Homemaker Crystal Tan, 45, who goes to Giant Express at Block 21 Ghim Moh Road in the afternoon because there are fewer people than in the morning, said: “Most of the good stuff is probably gone but it’s really quite chaotic in the morning. Maybe I get the leftovers, but at least I have a bit more space around me, so I feel like I’m not putting myself at risk.”
WHAT SUPERMARKETS ARE DOING
When contacted, a FairPrice spokesperson told TODAY that it has introduced various crowd control measures to limit the number of customers within each store when necessary.
“Trained staff are also deployed to the stores to assist shoppers and ensure that safe distancing measures are followed.
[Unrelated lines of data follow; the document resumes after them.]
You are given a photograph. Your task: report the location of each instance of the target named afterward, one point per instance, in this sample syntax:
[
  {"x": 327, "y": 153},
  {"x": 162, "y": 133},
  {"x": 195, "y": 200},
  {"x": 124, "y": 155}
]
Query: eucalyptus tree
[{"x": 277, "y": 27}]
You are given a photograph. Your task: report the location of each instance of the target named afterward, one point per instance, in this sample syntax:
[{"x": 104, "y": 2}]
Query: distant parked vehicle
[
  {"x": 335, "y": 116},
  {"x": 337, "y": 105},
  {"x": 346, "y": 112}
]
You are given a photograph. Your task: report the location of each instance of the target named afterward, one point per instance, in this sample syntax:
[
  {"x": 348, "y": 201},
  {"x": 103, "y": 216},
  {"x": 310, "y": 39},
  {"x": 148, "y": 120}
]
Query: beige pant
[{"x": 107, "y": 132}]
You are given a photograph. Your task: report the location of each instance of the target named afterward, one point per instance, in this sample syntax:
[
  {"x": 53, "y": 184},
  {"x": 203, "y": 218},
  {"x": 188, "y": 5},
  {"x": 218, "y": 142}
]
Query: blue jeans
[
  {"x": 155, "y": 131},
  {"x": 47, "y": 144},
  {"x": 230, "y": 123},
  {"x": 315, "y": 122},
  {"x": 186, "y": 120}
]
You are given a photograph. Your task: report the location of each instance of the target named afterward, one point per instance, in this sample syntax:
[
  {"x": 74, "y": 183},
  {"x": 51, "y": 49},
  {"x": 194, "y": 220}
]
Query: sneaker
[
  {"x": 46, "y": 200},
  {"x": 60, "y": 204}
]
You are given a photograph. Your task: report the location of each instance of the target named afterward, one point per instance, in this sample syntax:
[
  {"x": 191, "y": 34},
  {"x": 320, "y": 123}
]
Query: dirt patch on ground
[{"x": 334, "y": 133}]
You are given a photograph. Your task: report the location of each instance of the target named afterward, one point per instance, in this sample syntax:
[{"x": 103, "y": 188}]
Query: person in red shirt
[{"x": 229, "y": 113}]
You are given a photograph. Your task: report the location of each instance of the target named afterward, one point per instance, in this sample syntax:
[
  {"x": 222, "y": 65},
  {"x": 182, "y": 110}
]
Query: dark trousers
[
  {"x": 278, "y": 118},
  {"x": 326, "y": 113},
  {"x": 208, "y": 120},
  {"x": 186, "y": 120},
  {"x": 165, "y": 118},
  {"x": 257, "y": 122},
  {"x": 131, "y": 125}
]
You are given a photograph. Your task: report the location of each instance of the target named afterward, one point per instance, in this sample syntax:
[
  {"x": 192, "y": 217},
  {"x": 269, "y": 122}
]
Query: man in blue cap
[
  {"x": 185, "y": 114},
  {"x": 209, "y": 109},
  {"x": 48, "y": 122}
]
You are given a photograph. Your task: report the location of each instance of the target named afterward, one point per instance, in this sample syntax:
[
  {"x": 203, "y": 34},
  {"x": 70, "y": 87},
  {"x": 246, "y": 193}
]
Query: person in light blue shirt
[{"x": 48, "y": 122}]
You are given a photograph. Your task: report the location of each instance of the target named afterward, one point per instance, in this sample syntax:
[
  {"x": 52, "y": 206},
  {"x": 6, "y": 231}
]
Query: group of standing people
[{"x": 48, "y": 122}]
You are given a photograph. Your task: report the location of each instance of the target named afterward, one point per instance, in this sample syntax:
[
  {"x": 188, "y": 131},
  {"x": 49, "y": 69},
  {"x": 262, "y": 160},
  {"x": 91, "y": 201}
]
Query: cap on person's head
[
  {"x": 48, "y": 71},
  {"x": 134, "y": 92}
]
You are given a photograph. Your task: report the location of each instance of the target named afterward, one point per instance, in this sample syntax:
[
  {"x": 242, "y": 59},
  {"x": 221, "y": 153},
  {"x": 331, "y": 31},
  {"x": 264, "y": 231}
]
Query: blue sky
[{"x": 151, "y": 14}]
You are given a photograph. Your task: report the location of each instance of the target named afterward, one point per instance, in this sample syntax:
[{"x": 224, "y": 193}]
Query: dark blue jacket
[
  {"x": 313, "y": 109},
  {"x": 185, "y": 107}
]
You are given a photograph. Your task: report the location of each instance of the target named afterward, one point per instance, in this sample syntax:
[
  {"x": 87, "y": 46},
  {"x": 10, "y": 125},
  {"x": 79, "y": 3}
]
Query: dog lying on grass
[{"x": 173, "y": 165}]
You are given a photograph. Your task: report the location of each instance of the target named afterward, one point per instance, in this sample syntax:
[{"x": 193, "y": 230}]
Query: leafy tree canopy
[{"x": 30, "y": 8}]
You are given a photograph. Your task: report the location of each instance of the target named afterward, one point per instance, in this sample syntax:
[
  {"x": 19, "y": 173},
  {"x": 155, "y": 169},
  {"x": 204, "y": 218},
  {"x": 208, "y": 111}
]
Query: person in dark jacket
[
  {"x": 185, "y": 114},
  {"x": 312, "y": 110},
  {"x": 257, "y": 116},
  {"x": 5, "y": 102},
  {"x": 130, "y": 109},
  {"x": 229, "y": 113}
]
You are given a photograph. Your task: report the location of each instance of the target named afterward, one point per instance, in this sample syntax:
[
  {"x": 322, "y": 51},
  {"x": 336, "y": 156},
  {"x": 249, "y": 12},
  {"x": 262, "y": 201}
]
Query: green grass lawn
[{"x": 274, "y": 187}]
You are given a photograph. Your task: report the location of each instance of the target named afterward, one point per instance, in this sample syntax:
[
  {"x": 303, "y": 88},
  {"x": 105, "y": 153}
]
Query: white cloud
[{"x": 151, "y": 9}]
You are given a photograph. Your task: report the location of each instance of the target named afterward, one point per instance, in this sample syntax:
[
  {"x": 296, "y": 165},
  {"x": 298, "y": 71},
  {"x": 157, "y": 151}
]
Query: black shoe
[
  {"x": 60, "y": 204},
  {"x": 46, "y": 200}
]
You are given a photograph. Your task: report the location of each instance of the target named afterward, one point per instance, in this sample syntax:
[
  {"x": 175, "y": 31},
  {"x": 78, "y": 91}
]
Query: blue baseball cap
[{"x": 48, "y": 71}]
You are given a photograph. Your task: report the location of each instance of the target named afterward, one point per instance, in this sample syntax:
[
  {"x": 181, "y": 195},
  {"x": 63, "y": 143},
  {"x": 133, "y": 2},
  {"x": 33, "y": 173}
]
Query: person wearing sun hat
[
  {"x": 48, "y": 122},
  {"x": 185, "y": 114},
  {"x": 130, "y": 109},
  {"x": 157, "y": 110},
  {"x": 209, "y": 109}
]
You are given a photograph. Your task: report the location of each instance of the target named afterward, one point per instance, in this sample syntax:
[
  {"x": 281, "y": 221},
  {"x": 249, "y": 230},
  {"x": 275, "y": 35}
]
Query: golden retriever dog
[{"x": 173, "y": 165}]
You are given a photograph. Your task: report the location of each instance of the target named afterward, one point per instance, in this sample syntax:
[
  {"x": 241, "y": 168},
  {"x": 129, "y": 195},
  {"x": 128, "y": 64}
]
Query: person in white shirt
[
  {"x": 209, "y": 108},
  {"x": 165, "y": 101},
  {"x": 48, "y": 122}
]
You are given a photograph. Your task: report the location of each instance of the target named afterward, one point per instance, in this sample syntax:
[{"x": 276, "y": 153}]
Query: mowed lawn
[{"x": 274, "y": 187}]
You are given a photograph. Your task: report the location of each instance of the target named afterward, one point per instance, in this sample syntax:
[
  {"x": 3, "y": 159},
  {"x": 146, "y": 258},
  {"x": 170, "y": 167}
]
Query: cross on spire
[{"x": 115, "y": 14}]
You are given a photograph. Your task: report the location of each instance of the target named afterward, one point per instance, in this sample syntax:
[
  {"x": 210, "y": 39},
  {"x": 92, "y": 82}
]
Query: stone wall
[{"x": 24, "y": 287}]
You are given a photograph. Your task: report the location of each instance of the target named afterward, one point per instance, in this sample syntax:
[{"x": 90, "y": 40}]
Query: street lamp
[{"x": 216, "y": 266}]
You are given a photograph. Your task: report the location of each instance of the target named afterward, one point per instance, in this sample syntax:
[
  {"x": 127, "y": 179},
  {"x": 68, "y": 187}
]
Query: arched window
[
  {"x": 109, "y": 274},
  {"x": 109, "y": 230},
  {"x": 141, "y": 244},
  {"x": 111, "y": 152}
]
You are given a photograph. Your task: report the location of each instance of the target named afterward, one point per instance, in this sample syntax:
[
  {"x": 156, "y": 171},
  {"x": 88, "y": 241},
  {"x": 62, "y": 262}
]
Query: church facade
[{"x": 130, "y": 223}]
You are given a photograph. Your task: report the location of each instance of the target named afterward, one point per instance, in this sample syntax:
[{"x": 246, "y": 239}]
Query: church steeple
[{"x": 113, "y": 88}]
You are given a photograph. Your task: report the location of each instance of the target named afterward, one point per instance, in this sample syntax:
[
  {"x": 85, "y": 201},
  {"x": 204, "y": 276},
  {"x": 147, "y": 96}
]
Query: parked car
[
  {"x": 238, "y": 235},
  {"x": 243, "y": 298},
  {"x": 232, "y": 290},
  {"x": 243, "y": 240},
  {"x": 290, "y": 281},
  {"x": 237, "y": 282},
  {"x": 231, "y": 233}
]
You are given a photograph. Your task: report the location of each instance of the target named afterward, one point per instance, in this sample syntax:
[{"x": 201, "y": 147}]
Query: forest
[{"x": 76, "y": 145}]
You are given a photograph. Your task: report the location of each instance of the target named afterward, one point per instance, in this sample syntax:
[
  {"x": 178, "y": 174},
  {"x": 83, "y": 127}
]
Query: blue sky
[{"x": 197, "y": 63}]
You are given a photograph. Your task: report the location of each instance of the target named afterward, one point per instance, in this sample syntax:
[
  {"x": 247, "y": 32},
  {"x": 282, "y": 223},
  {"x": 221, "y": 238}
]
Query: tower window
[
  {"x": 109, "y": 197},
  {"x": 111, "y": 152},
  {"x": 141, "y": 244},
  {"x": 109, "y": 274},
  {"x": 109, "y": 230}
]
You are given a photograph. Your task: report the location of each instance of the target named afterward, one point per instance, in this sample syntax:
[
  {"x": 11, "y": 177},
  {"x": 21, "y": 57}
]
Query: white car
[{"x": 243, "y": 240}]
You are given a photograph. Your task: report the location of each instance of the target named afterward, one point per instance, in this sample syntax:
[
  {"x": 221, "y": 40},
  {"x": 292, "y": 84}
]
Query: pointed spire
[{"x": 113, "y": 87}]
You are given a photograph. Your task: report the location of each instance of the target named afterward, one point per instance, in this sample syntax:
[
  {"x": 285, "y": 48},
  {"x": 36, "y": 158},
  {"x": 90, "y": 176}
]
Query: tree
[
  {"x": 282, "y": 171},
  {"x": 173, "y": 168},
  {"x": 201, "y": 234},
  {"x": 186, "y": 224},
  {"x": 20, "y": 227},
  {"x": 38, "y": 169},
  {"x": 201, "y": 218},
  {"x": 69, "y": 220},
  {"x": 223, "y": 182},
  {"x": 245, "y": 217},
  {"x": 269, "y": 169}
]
Other initiatives include floor markings at checkout queues, broadcast announcements, and in-store posters to inform customers of our strict and stringent processes, as well as contact tracing efforts.”
Asked about the maximum number of shoppers in the store before they will stop admitting people, a personnel in charge of the SafeEntry contact tracing system at FairPrice Finest in Clementi Mall mentioned that when the 150 baskets at the supermarket entrance are all taken, that is when he knows to stop people from entering.
However, he acknowledged that it is not an accurate method because some customers do not take a basket while others may take two.
Over at FairPrice Xtra in Ang Mo Kio Hub, the person in charge of SafeEntry said that anyone will be admitted into the store at any time and there is no limit.
FairPrice declined to comment on the different systems put in place at each outlet.
TODAY reached out to the other supermarket chains to find out how they are managing crowds and enforcing safe distancing but Sheng Siong said that it will not be responding to the questions.
A spokesperson from Dairy Farm — which oversees Cold Storage, Giant as well as Jasons and Marketplace — said that as of April 27, safe distancing measures have been put in place in all its outlets and it will “remain committed” in reviewing and implementing extra measures where necessary to safeguard the wellbeing of customers and its team members.